Elementos da escala gráfica

  • Título: que é a fração 1/M indicativa da escala numérica.
  • Divisão principal ou unidade: grandeza tomada para representar a unidade de comprimento escolhida no desenho.
  • Talão: que corresponde à unidade dividida em partes iguais de modo a proporcionar uma leitura mais precisa dos elementos medidos, é representado à esquerda da escala.


Exemplo 04: (Veras, 2012) Construir uma escala gráfica simples cujo título é 1:2.000 e que possibilite determinações gráficas (leituras) de 40 e 40 metros.
Dados:
Escala: 1:2.000
Divisão Principal: 40m

1º Passo: determinar o comprimento gráfico que representa 40m na escala dada.

1/2000 = d/40m ⇒ d = 40m/2000 = 0,02m = 2cm

2º Passo: O talão é obtido, dividindo-se o valor da divisão principal por 10.
2cm/10 = 0,2cm = 2mm

No caso específico, cada divisão do talão (2mm) representará 4m.
Exemplo 05: Construir uma escala gráfica simples cujo título é 1:2.000 e a divisão principal possui comprimento gráfico de 1cm.
Dados:
Escala: 1:2.000
Comprimento Gráfico da Divisão Principal: 1cm

1º Passso: Determinar a divisão principal em metros.

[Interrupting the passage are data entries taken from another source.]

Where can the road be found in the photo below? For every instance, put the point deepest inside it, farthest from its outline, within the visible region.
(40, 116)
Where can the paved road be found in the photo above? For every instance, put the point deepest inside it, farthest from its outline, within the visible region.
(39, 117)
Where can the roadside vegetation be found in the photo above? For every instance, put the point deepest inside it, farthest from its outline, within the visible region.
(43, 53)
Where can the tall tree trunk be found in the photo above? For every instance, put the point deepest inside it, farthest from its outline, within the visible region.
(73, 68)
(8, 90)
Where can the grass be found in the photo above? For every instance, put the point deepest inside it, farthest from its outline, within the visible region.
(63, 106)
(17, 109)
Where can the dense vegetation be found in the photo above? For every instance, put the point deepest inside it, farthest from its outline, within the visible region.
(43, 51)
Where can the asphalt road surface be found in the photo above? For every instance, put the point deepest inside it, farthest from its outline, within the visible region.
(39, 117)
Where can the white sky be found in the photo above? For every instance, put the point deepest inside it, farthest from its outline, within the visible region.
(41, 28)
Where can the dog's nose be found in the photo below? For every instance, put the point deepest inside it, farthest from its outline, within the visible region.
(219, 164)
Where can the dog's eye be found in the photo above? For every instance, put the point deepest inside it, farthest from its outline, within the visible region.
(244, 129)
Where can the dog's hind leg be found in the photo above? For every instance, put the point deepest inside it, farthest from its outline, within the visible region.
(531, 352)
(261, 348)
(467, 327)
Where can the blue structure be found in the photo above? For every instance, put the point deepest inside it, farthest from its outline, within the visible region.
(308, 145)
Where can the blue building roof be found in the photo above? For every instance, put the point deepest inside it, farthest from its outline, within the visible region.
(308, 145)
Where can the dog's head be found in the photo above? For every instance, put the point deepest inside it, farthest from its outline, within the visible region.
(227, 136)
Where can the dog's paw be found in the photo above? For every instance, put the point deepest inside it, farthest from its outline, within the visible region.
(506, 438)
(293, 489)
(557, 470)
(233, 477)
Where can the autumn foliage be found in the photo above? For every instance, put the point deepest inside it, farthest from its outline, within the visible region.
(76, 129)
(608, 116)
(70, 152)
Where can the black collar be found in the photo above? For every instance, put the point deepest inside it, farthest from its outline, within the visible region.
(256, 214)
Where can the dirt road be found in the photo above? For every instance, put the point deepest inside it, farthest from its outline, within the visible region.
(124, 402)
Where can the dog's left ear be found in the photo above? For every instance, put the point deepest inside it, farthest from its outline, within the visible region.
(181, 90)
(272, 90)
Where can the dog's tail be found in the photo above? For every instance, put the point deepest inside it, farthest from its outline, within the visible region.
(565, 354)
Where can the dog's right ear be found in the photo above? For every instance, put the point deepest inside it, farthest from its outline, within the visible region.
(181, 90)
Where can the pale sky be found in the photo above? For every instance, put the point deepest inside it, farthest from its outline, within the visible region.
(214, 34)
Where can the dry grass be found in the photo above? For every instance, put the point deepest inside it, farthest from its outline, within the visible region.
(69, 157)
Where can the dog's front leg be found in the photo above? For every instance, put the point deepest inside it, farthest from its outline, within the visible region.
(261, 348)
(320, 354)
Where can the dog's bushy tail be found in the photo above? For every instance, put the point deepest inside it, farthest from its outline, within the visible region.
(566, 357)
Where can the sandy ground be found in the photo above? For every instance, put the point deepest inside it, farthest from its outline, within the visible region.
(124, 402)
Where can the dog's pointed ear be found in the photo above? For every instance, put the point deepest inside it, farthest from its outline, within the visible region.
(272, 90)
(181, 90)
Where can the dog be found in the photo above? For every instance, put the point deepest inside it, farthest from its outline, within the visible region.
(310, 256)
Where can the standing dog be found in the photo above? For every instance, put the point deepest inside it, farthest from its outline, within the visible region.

1/2000 = 1cm/D ⇒ D = 1cm × 2000 = 2000cm = 20m

2º Passo: Talão.

1cm/10 = 0,1cm = 1mm

No caso específico, cada divisão do talão (1mm) representará 2m.

REFERÊNCIAS

CARDÃO, Celso. Topografia. Belo Horizonte: Ed. Arquitetura e Engenharia, 1970.
COMASTRI, J. A. Topografia Planimetria. Viçosa: IUUFV, 1977.
ESPARTEL, Lélis. Curso de Topografia. Rio Grande do Sul: Ed. Globo, 1980.
VERAS, R. C. Notas de Aula. Teresina: UFPI, 2012.